Фридман откинулся на спинку стула, захватил одной рукой бутылку, другой стакан – стал наливать. Выпил один стакан, другой, расправился с яичницей, которую я поджарил, и снова отклонился на спинку стула. Теперь уже он смотрел на меня взором, из которого сыпались бриллиантовые искры. Фридман торжествовал… Наверное, вот такую же радость испытывал Исаак Ньютон, когда он открыл закон всемирного тяготения.
Всё это походило на глупую шутку, но я не стал его оспаривать и ни о чем не расспрашивал. Мы поднялись, и я пошёл его провожать. По дороге нам встретилась Надежда, и мы расстались с Фридманом.
Рассказал, что уезжаю в Румынию и что сожалею, что не могу остаться в Москве до её родов.
Надя – молодец! Легко и весело меня отпускала:
– Служба есть служба, ты за меня не беспокойся.
Поразмыслив, добавила:
– Я боялась, что тебя демобилизуют.
– Чего ж бояться? Пойду в гражданскую газету.
– А как не примут – тогда куда?
– Была бы шея, хомут найдётся. На завод подамся. Чай не забыл болты точить.
Шуточный разговор не вязался, и Надежда заметила мою рассеянность, но, очевидно, отнесла это к естественному состоянию близкой разлуки, продолжала свою умиротворительную речь:
– Ты там устраивайся, а я пока побуду одна. А подрастёт малышка – вызовешь нас. Поживём за границей. Говорят, там платят хорошо, хотя, слава Богу, ты и здесь хорошие деньги получал. А теперь у тебя снова рассказы пошли. Глядишь, писателем станешь.
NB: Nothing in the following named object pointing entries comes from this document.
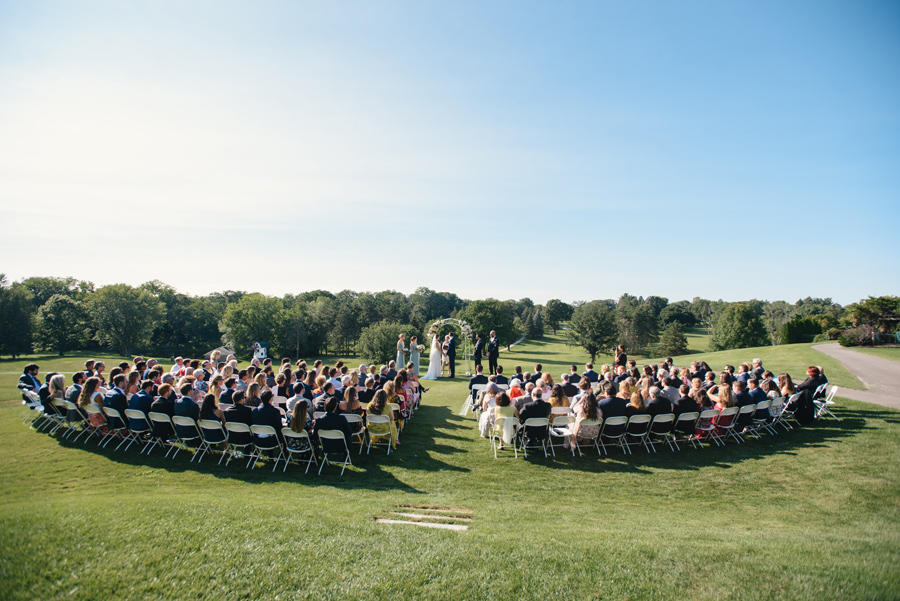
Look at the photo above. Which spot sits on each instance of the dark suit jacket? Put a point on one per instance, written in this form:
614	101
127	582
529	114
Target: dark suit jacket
613	407
333	421
141	401
476	379
115	399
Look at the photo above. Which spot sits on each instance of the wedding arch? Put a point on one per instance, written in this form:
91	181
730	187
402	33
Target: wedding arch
465	333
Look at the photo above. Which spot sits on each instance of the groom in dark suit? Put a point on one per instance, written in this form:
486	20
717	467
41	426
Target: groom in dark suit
451	354
479	348
493	352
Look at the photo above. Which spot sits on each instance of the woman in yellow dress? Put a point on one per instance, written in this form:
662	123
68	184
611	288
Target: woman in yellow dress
378	406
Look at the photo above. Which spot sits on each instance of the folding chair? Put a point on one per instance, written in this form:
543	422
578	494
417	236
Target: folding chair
726	421
334	439
637	428
744	416
236	432
536	430
614	431
265	440
823	404
135	430
662	426
776	410
706	426
504	432
561	430
761	418
358	427
686	423
120	428
379	428
211	434
593	441
304	447
82	422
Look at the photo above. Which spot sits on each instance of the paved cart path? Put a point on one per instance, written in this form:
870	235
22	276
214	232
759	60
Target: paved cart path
881	376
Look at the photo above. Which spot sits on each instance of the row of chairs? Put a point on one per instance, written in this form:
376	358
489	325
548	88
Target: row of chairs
233	440
642	430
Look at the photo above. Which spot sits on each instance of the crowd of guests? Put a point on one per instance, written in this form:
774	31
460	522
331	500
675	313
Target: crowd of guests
302	397
624	389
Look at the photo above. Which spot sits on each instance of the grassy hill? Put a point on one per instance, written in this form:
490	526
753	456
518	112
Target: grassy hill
808	514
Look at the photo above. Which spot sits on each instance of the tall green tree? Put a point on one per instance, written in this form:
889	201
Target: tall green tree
556	312
16	318
254	318
738	326
124	317
593	328
62	324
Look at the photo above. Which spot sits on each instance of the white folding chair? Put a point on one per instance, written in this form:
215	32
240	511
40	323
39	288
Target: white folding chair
302	445
636	431
265	440
358	428
379	429
822	405
536	424
504	432
661	426
334	438
561	430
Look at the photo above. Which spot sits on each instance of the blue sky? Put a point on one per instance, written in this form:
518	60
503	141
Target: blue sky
572	150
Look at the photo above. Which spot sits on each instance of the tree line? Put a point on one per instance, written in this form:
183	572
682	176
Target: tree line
60	314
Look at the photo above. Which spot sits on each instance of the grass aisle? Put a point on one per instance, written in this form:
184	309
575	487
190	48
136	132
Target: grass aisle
809	514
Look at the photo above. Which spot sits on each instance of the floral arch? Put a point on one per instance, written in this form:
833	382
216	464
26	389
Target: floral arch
465	334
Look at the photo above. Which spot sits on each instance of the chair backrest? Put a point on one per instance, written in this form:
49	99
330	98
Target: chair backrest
662	423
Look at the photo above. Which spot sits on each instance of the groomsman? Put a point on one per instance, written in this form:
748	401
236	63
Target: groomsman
493	352
479	349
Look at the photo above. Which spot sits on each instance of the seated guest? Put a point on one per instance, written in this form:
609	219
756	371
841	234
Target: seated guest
685	403
267	415
238	412
187	407
378	406
569	389
141	401
611	406
332	420
636	405
658	403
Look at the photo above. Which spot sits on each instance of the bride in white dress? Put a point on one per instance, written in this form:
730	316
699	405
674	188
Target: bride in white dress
434	360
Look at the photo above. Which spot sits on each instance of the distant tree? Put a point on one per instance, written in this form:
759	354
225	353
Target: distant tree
556	312
592	327
124	317
62	323
378	342
16	318
738	326
673	342
254	318
679	312
490	314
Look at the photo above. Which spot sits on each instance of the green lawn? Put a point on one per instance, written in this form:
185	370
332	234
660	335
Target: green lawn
885	352
809	514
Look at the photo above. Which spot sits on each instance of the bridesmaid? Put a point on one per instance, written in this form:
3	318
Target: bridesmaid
401	348
413	354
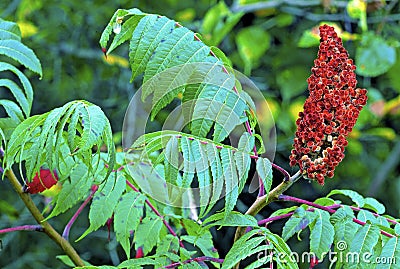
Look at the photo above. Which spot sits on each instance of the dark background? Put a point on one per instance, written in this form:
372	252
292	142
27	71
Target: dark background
65	34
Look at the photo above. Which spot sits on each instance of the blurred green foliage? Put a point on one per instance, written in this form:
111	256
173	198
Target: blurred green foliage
274	42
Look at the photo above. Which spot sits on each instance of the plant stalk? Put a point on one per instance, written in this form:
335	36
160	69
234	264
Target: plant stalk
47	228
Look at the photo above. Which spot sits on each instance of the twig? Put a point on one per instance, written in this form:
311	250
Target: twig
36	228
382	174
75	216
198	259
47	228
157	213
263	201
325	208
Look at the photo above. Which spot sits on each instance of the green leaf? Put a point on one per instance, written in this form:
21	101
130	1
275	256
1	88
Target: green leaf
42	140
246	246
374	56
24	82
322	234
127	218
73	190
231	180
18	95
9	30
283	211
104	202
364	241
297	222
354	196
390	253
127	29
218	22
21	53
204	242
233	219
119	14
264	170
375	205
249	244
218	104
67	261
242	158
136	263
148	232
252	43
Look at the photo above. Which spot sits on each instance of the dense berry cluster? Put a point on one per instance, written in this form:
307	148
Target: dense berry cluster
330	111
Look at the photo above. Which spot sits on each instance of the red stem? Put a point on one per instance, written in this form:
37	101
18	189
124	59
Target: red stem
198	259
37	228
325	208
157	213
75	216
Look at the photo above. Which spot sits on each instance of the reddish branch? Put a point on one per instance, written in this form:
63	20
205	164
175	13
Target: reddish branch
157	213
198	259
75	216
325	208
37	228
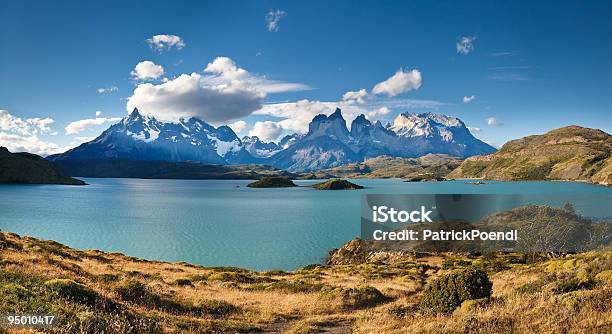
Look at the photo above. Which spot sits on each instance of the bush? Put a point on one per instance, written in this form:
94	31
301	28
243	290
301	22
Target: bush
216	307
571	284
72	290
448	291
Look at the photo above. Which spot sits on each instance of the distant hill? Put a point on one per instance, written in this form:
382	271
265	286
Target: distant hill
436	165
570	153
165	170
29	168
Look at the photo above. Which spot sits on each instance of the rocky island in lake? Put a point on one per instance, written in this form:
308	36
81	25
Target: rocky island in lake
336	185
272	182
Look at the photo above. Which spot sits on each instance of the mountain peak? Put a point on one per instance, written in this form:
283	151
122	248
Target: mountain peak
361	120
336	114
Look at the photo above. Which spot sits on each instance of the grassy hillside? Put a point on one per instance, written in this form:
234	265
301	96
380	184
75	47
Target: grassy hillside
438	165
92	291
570	153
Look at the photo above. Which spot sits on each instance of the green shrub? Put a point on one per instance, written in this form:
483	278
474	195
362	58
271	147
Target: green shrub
72	290
216	307
447	264
448	291
288	286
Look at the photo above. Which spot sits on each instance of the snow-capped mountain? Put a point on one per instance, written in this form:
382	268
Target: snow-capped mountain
142	137
434	133
258	148
327	144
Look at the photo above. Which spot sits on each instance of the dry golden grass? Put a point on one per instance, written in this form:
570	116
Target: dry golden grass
181	297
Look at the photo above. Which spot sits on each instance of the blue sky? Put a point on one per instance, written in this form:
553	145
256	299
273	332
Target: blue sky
530	66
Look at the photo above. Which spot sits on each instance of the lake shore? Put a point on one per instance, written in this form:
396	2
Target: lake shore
381	296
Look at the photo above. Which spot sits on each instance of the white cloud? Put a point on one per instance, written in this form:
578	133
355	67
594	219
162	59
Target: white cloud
147	70
186	96
84	124
165	42
468	99
224	93
19	135
111	89
238	126
492	121
273	17
266	131
355	96
399	83
226	69
223	71
465	44
29	126
31	144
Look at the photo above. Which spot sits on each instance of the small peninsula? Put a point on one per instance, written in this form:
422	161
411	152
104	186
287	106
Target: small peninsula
27	168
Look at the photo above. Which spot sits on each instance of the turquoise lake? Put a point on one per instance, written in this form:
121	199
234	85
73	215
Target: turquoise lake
224	223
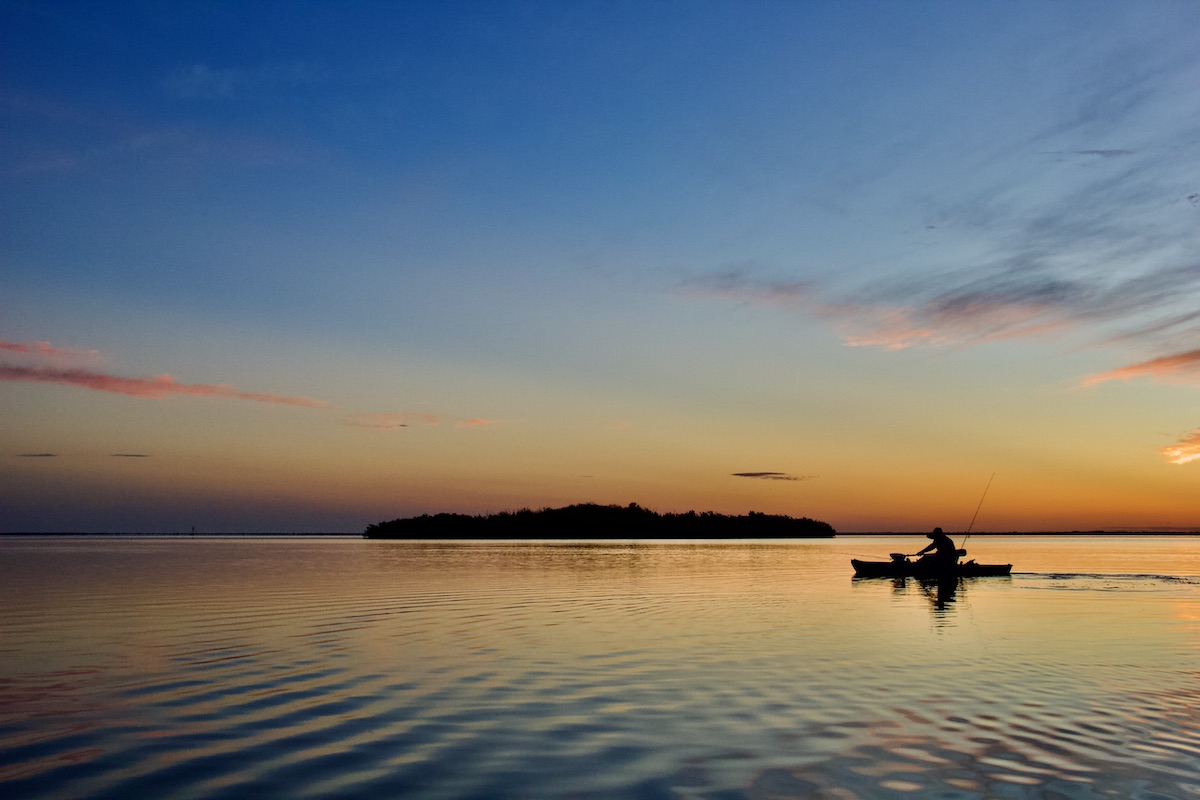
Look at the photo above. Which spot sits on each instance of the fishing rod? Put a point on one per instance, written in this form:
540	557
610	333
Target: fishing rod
977	511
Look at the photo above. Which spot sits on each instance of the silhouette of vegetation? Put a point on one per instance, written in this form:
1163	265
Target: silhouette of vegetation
592	521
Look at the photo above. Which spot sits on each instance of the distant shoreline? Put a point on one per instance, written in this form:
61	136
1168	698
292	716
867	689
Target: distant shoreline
589	521
23	534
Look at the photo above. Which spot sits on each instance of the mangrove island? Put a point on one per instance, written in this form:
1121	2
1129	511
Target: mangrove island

Благодушный тон Надежды, её умение во всяком повороте судьбы видеть счастливые обстоятельства разогнали мрак фридмановского карканья, – смертельная опасность, которую он закачал в душу, рассеялась, и я уже почти успокоенный ложился спать. Однако сон не приходил, с наступлением сумрака и тишины ночи в душу снова поползли тревоги. «Фридман знает, – лезла в голову мысль, – евреи – сообщающиеся сосуды, они в курсе всех событий, особенно тревожных, опасных. У них в органах свои люди, они ему и сказали».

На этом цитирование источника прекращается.